Objectives and hints

Below, you will find a set of exercises with different degrees of difficulty: Choose some of them according to your experience (basic, advanced) and interest.

Exercises 5 and beyond are for advanced users but after this course we expect all of you to be advanced users :-)

Exercise 1: Discover software applications installed on the cluster and how to use them

A) Graphical interface

Goal: get familiar with the organisation of software tools (genetics, proteomics, sequence analysis, UHTS etc.)

  • Use the link below to see which software applications are installed on the clusters:

 

  • Click on a few applications that you plan or would like to use and see how they need to be executed.
    (if you can't think of any, you can use: tophat, bowtie, samtools, blast, etc.)
  • Check/verify what modules you need to load in order to execute the applications

B) Command line

vit_soft

Try to find tools using the command ‘vit_soft’ (use options -s, -m, …)

Module

Goal: get basic experience with the command "module" to use software tools in your scripts.

  • If not already done, log into the front-end node using your UNIX userid and password.
  • In /software/, visit the different categories
  • there is a package called "tophat2" in the category "UHTS". How can you enable it?
  • Get familiar with the commands module commands use, add, list, avail, rm (see course slides)
Hints:
  • General directory structure/software/<category>/<package>/<version>
  • Use the web interface if necessary, e.g. to see available version or to see the command to load or unload a package
  • module files are installed in /software/module/<category>

 

Exercise 2: Basic Job Submission via LSF command line client (bsub)

A) Script displaying basic information

Goal: Submit a simple test job to get familiar with the bsub command line client and basic usage of the cluster.

Task:

  • From the /scratch/cluster/daily/<username>/examples-files folder, submit a simple test job to show date/time, hostname and list files in the directory $HOME.
    • you can edit the shell script simple.sh
    • (Optional) - select the priority queue for your job to get a quick response (note that we use the priority queue for testing small jobs only!)

Hints:

  • You can use the basic shell commands date and hostname.
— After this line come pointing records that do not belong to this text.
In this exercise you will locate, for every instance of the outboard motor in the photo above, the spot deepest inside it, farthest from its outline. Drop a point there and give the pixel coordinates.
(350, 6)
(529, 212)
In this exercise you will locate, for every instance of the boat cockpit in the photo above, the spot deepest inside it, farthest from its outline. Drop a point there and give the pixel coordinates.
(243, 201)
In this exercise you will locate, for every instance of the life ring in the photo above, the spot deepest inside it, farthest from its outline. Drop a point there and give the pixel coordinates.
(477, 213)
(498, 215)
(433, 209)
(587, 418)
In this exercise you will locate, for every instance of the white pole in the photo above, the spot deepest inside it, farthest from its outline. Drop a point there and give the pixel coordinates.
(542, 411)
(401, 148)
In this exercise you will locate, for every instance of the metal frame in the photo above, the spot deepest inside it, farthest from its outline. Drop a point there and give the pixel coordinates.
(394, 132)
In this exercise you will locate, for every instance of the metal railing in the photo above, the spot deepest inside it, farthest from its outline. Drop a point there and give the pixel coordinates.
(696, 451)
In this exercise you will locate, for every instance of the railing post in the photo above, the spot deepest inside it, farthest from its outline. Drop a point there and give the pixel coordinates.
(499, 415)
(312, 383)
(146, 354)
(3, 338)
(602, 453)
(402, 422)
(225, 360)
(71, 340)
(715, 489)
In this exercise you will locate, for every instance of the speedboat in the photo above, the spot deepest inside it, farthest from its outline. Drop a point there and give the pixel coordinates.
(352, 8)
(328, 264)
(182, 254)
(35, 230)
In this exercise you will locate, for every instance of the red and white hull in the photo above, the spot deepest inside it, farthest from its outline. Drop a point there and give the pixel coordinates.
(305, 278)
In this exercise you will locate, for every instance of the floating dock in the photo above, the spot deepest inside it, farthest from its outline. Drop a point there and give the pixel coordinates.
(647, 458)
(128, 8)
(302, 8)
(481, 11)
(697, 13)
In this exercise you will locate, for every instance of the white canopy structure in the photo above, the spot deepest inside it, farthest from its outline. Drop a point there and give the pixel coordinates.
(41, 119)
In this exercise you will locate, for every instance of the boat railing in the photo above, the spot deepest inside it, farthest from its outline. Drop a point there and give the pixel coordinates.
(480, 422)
If you are not familiar with them, just type them on the command line. Next, write a very basic shell script - or modify the simple.sh script - and submit it using bsub.

B) Script to execute a BLAST query


Goal: Get experience with the program BLAST (the executable is called blastall)

Task:

  • Go to /scratch/cluster/daily/<username>/exercise_blast/ folder, then check the content of the file blast.sh
  • If you think that the script is OK, execute it with the job submission system. If not, modify it and execute it afterwards.
       

Hints:

  • In the script blast.sh we use the database "swiss" (i.e. Swiss-Prot). There are many more databases and respective indices that can be used. If you want to see other existing databases, use: 

Exercise 3: Job Submission via LSF command line client and e-mail notification


Tasks:

  • From the /scratch/cluster/daily/<username>/ folder, submit a simple test job which sends an e-mail notification to your mailbox (create a shell script and potentially use the application from Exercise 2b).

Hint:

  • In case you need help with an application, try to use BLAST.
    Run BLAST against a few selected sequences from UniProt, e.g. use protein P12344 as input: http://www.uniprot.org/uniprot/P12344.fasta
    Save your selected sequences from UniProt in the /scratch/cluster/daily/<username>/exercise_blast/ folder.
  • In case you need help with bsub arguments, get familiar with the user manual (man pages):

    man bsub

Exercise 4: Check cluster and job status


Overall clusters status:


Questions:

  • What is average load on the cluster?
  • How many CPUs and how many hosts are available? What's the difference between CPU and host?

Queue status:


Questions:

  • How many jobs are currently running? (Hint: alternatively to the Web interface you can also use the following command: bjobs -u all)
  • How many jobs are pending?
  • On which queue are the most running jobs?

Exercise 5: Single analysis example

FastQC is a program that provides a simple way to do some quality control checks on raw sequence data coming from high throughput sequencing pipelines.

  • Look carefully at the file 'exercise_ga/fastqc.sh' 
  • run it on the cluster
  • Find _all_ the output files - including error file.
  • How much "CPU time" was used to complete the job?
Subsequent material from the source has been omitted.